The attacks, three carried out by parked explosives-laden cars and one by a separate bomb, hit crowded commercial areas near Shiite mosques.In Monday’s deadliest attack, a minibus packed with explosives blew up at a bus station in the mainly Shiite district of Ur in northern Baghdad, killing at least 11 people, according to police and medical sources.
“The parked minibus inside the garage raised suspicions and when drivers started shouting for its driver, it exploded,” said bus driver Farah Abbas. “Many people were thrown back by the blast and vehicles caught fire.”
A further nine people were killed in car bomb attacks targeting mosques in Baghdad’s predominantly Shiite districts of Amil and Karrada, police and medical sources said.

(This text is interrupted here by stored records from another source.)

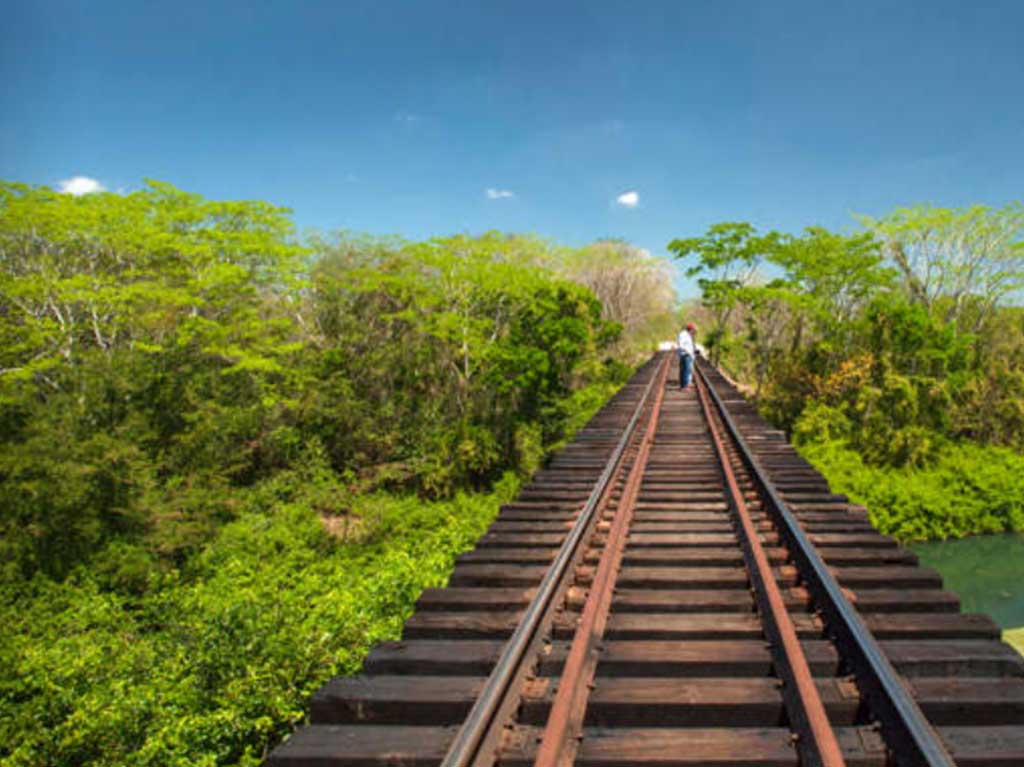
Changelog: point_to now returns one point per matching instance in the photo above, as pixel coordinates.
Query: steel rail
(565, 719)
(817, 743)
(465, 748)
(904, 727)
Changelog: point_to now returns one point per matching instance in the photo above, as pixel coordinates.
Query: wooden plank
(354, 746)
(666, 747)
(719, 701)
(401, 699)
(938, 626)
(432, 656)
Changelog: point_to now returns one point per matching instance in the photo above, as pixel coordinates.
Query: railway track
(678, 587)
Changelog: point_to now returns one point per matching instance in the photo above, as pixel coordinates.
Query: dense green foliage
(890, 355)
(229, 459)
(214, 663)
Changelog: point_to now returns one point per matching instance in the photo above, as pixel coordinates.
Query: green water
(986, 571)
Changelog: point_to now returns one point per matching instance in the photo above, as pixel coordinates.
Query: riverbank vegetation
(892, 355)
(231, 457)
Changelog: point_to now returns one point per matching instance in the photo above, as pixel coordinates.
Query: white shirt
(686, 342)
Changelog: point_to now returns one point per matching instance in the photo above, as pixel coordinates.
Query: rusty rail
(566, 717)
(817, 742)
(482, 718)
(907, 731)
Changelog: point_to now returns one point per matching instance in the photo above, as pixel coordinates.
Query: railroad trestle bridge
(678, 588)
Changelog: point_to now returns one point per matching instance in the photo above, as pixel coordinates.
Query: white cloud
(629, 199)
(77, 185)
(408, 118)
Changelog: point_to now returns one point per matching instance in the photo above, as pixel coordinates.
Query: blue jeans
(685, 370)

A car bomb near a busy street in Baghdad’s western district of Ghazaliya killed four others. In separate incidents in the city of Tikrit, gunmen shot dead a police colonel and a barber inside his shop.
The army on Monday was fighting to wrest control of Sulaiman Pek from Sunni militants who took over parts of the northern town last Thursday and raised the black flag of the Islamic state in Iraq and the Levant (ISIL) over it.
ISIL is active in the civil war in neighbouring Syria and is also present in the city of Falluja, which has been under siege by the army since Jan. 1, when militants took over.